Mechanism of Action Data from Our Healthy Volunteer Study
We presented preliminary results from our Phase 1 pharmacology study of ALRN-6924 in healthy volunteers at the International Society for Experimental Hematology (ISEH) 2021 Scientific Meeting and ESMO 2021. These preliminary results demonstrated that a 0.3 mg/kg and 0.6 mg/kg 1-hour intravenous (IV) infusion of ALRN-6924 was well-tolerated, and transiently upregulated p21 in human bone marrow cells with minimal signal for apoptosis (n=37).

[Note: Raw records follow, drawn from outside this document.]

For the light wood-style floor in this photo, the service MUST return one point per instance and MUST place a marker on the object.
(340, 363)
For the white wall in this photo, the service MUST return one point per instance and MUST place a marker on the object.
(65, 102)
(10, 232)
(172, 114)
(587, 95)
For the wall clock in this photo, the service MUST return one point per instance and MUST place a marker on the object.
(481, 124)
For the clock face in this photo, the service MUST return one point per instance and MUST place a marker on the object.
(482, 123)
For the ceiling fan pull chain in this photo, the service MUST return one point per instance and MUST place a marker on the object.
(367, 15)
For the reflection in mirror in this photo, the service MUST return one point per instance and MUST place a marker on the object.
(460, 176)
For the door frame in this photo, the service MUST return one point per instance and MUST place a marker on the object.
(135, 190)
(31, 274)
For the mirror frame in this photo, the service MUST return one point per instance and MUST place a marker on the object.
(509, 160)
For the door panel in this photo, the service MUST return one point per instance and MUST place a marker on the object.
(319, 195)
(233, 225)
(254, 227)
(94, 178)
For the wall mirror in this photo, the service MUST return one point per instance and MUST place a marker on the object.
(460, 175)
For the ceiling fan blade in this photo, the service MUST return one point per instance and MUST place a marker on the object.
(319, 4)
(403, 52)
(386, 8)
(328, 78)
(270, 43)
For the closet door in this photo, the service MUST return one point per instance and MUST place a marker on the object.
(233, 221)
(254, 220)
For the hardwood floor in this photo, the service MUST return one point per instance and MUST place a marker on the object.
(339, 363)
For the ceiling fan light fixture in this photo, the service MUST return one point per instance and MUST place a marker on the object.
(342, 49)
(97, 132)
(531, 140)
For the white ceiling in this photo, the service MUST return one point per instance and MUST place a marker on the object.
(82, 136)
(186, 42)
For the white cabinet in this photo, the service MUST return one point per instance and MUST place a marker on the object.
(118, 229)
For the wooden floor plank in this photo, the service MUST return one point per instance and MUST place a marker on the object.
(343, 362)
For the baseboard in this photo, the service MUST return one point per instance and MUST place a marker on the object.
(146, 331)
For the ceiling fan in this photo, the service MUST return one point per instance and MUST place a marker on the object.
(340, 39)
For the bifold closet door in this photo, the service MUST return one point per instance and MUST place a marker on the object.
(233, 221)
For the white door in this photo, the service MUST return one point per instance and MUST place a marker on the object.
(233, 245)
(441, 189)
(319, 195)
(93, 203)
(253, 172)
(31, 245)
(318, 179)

In October 2022, we presented additional and final results from the healthy volunteer study at the EORTC-NCI-AACR International Conference on Molecular Targets and Cancer Therapeutics, in which cell cycle arrest was directly measured in the bone marrow and hair follicles of an additional 41 females. ALRN-6924 was administered as a single 1-hour IV infusion or 3-minute bolus injection at 0.3, 0.6, or 0.9 mg/kg to cohorts of 3 to 9 subjects and compared to placebo. Plasma and serum samples were obtained to determine PK and levels of macrophage inhibitory cytokine-1 (MIC-1), a biomarker of p53 activation.
The results showed that ALRN-6924 induced p53-mediated cell cycle arrest in bone marrow stem cells and hair follicles. The degree and duration of serum MIC-1 elevation was dose-dependent, indicating more durable p53 activation at higher ALRN-6924 doses. At 12 hours post-dose, the proportion of cycling bone marrow stem cells was significantly reduced at all dose levels. Blinded pathology review suggested ALRN-6924-dependent p21 induction in anagen-phase hair follicles.
Safety profiles, PK and PD were similar for both a 3-minute bolus and 1-hour infusion, providing rationale for future development of ALRN-6924 bolus administration.